La route que nous suivons est très-large, tracée régulièrement et tout nouvellement empierrée ; les poteaux du télégraphe électrique qui la suit, la jalonnent d’assez loin pour prévenir toute méprise ; mais de tous les voituriers qui passent, c’est à qui ne subira pas l’empierrement nouveau. Ils préfèrent se lancer à droite ou à gauche sur le sol nu de la steppe où les autres les suivent, traçant de nouvelles routes qui bientôt deviennent impraticables pour avoir trop servi, tandis que la grande route reste impraticable faute de servir assez.

Nous rencontrons de longues files de chariots de transport qui vont au Danube. Ils entrent en Valachie par la route d’Hermanstadt, et amènent de Leipsick les marchandises destinées à la Turquie ou aux rives de la mer Noire.

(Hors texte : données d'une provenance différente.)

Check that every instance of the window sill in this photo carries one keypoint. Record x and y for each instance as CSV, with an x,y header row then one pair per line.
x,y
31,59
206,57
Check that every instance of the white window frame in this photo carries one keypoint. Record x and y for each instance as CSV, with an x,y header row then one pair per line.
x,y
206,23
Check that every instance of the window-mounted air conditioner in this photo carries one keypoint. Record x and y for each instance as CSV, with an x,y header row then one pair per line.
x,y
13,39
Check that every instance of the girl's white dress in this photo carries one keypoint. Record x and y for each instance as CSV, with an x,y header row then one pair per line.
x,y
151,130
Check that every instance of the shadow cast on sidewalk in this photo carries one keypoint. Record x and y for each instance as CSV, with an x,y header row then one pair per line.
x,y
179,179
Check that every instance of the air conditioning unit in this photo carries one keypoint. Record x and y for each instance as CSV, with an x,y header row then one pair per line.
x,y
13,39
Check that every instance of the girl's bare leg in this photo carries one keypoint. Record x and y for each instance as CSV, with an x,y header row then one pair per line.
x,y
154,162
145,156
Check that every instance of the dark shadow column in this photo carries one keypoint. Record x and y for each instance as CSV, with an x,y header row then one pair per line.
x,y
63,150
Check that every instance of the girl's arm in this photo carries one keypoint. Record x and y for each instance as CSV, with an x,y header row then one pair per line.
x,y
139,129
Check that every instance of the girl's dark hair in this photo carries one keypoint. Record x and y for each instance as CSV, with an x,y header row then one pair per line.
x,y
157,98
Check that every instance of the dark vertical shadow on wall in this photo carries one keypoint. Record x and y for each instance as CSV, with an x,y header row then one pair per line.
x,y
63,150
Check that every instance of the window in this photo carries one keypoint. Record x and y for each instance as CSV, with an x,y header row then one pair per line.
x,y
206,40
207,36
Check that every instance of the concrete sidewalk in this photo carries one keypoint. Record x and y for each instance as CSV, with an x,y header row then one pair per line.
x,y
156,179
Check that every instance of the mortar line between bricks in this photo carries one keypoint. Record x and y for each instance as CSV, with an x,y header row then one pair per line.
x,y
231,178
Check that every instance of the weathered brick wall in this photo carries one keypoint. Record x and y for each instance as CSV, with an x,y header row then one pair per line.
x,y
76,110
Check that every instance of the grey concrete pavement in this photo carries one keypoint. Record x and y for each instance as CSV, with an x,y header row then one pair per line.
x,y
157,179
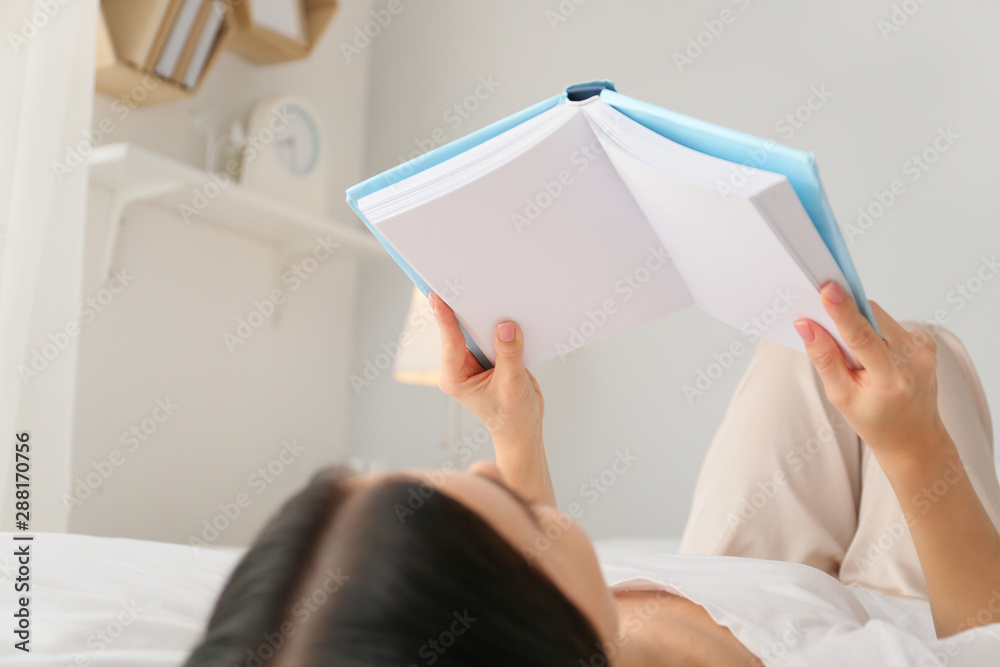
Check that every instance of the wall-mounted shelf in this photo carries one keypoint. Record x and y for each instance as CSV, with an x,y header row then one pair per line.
x,y
135,175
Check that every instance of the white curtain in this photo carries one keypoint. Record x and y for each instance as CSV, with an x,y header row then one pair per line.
x,y
46,101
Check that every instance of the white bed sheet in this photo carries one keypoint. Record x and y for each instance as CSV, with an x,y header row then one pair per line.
x,y
104,602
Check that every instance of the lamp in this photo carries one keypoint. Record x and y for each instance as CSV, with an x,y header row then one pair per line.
x,y
419,362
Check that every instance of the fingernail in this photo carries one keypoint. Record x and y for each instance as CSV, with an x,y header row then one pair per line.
x,y
835,294
505,331
805,331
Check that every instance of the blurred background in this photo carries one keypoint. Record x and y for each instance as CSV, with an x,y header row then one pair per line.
x,y
898,100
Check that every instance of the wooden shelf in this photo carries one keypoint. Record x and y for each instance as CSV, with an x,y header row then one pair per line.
x,y
136,175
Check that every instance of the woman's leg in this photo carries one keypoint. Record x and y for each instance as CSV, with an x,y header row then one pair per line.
x,y
882,556
782,478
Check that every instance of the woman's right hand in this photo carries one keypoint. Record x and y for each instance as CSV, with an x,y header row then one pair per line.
x,y
506,398
892,402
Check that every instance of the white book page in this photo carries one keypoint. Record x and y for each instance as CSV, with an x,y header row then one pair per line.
x,y
735,266
557,243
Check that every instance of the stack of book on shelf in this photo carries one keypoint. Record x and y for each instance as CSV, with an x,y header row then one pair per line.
x,y
158,50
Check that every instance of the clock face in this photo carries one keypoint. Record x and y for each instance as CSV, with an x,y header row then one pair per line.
x,y
296,144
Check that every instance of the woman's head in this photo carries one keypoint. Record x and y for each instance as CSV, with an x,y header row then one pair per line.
x,y
412,569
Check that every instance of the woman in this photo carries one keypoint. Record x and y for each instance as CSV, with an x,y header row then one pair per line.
x,y
480,568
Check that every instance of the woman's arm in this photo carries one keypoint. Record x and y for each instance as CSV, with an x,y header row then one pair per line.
x,y
892,405
505,398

Très grands et couverts de toile et de nattes de jonc, ces chariots ont un aspect sauvage et primitif ; leur charpente est épaisse et solide comme celle d’une maison, les roues de devant ont cinq pieds de diamètre, celles de derrière six : l’essieu dépasse de beaucoup le moyeu des roues et porte à son extrémité une pièce de bois un peu cintrée, posée en jambe de force pour soutenir les énormes ridelles et en maintenir l’écartement ; ils sont tellement chargés, qu’on entend craquer leurs ais, comme ceux d’une barque secouée par les vagues et le vent. Une place est ménagée à l’avant pour leurs conducteurs, qui sont quelquefois entourés de toute leur famille ; les ustensiles de cuisine donnent au premier coup d’œil à ces compagnies de roulage l’apparence d’une population émigrante.

L’attelage se compose de huit ou dix et même douze chevaux, attelés quatre par quatre au bout de longues cordes en avant des deux timoniers.

Ces chevaux sont secs, petits : leur tête osseuse et grosse est à moitié cachée par une crinière inculte.